I don’t doubt that Mike Leigh, whose films about Gilbert and Sullivan and the artist J.M.W. Turner were brilliantly done, will do a fine job of telling the story.

But some perspective is in order. Contrary to Leigh’s claims, it is not true that Peterloo is never taught in schools. 

After his comments, the Guardian’s letters pages simmered with outrage — from readers who’d studied the massacre at school and from teachers who taught it.

I can even remember seeing George Cruikshank’s scathing cartoon of the yeomanry in action (‘Chop ’em down, my brave boys!’) in my school textbook in the mid-Eighties. 

And if the massacre fails to resonate with the public, there is a very obvious reason why. Tragic as it was, Peterloo was not, by historical standards, a particularly big deal.

That may sound callous. But remember the date: 1819. Only a few years before, Europe had been convulsed by the French Revolution, where perhaps 17,000 people were guillotined, while at least 1,400 were murdered by the Parisian mob and 170,000 were killed fighting in western France.

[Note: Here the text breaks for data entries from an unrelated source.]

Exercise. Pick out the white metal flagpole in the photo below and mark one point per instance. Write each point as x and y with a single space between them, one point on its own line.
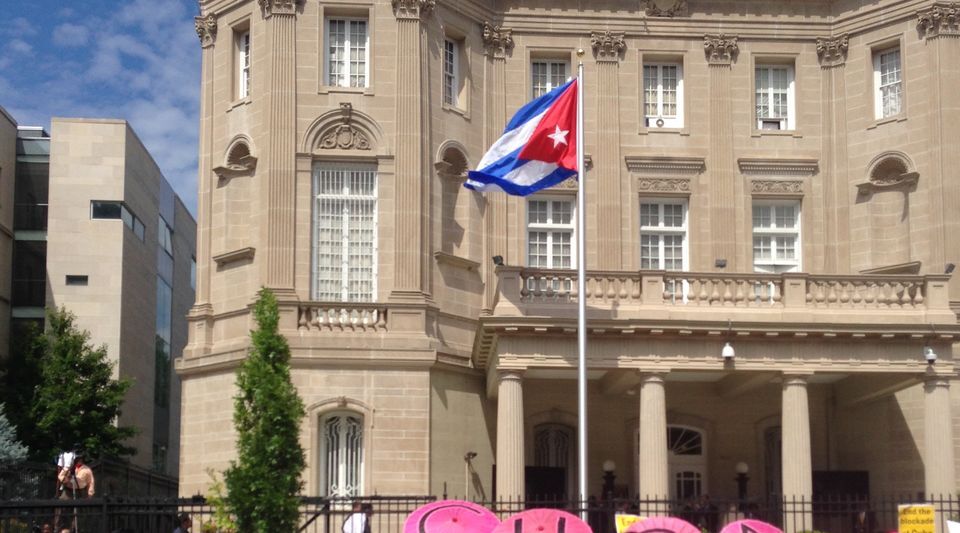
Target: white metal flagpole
581 300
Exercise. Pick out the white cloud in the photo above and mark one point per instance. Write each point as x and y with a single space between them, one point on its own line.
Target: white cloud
68 34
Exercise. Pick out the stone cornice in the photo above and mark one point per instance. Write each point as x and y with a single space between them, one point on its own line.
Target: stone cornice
778 167
776 187
678 8
206 29
720 49
832 51
278 7
665 166
607 46
497 40
942 18
413 9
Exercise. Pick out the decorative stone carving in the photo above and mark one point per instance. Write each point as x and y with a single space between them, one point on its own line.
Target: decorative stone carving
413 9
664 185
345 136
666 8
832 51
777 187
607 46
720 49
497 40
940 19
206 29
778 167
278 7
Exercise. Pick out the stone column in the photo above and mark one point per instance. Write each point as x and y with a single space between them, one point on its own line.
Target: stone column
724 182
611 231
938 463
497 45
201 314
654 483
940 28
411 270
796 457
510 458
834 192
279 179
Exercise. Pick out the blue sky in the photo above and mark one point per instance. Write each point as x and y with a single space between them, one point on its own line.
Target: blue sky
137 60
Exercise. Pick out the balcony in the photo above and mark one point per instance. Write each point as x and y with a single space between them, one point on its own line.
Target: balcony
706 296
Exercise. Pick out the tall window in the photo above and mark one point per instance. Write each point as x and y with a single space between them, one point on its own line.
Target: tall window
451 72
776 236
774 97
345 232
548 75
663 235
550 226
341 455
348 52
887 83
243 64
663 95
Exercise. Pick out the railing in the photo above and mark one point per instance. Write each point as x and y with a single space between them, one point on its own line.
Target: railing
342 317
606 289
857 514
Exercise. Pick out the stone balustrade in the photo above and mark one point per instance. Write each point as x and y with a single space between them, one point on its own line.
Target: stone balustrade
341 316
527 289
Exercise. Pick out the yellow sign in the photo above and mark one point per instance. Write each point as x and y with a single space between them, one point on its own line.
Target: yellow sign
916 519
625 520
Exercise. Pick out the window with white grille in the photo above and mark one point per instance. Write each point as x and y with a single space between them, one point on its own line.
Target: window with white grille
663 235
776 236
774 97
887 83
345 232
550 233
663 95
348 52
548 75
341 455
243 64
451 72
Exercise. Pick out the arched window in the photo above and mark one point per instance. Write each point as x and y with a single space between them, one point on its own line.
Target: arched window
341 454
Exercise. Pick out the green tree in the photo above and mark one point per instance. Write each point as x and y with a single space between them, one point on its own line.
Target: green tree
11 450
263 484
78 401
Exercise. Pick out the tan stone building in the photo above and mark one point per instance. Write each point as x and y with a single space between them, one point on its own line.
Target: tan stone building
98 230
772 199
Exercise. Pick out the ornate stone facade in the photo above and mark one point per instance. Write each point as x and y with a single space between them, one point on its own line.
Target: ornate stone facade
720 49
607 46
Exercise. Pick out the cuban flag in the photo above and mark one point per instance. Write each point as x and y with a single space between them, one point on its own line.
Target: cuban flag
538 148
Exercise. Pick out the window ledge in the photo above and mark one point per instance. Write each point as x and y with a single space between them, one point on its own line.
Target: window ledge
777 133
237 103
888 120
674 131
457 110
336 89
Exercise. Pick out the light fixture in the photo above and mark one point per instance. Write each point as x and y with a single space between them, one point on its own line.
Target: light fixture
929 354
727 351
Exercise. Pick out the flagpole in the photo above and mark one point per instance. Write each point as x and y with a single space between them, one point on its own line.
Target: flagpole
581 299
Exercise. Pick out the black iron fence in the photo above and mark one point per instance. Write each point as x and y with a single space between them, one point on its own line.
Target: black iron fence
322 515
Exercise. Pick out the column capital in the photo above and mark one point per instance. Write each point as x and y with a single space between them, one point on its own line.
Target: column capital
942 18
278 7
607 46
497 40
832 51
413 9
720 49
206 29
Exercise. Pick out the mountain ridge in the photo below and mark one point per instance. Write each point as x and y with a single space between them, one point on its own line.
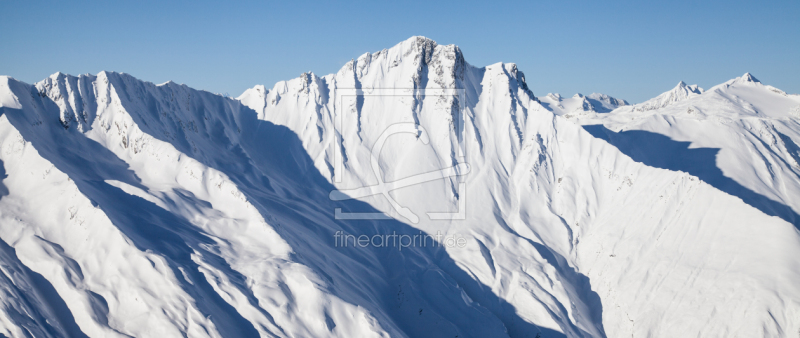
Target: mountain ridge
561 225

By these standards, Peterloo was not even a sideshow. Far from representing some hidden history of radicalism and repression, its notoriety is actually a testament to the relative contentment and stability of Britain’s past.

The idea that British history was a gloomy succession of failed uprisings — the Levellers, the Chartists, that sort of thing — was debunked long ago.

By all means tell those stories, but don’t pretend they were the whole picture. The truth is that Peterloo was the exception, not the rule. By the standards of Britain’s neighbours, it was barely a massacre at all.

As for Maxine Peake’s claim that Peterloo ‘could happen again’, it is simply risible. She may be a superb actress, but Mystic Meg she is not. Every year sees marches and protests of one kind or another. 

Are they regularly marked by carnage and bloodshed? Are dozens of people routinely ridden down by mounted policemen? Are cemeteries crowded with the victims of the State?

This is hysteria, pure and simple.

Yes, Peterloo is a fascinating subject. But we should not allow the Left to twist our past into a simplistic fairy tale of protest and repression. 

Nor should we allow Corbyn’s fan club to use our history as a weapon in their campaign to turn Britain into an East German theme park.

Unlike some Corbyn supporters, the people who died at Peterloo believed in parliamentary democracy.

They were not Marxists; they were patriots who simply wanted to be represented. And they deserve better than to be co-opted into his hysterical cult.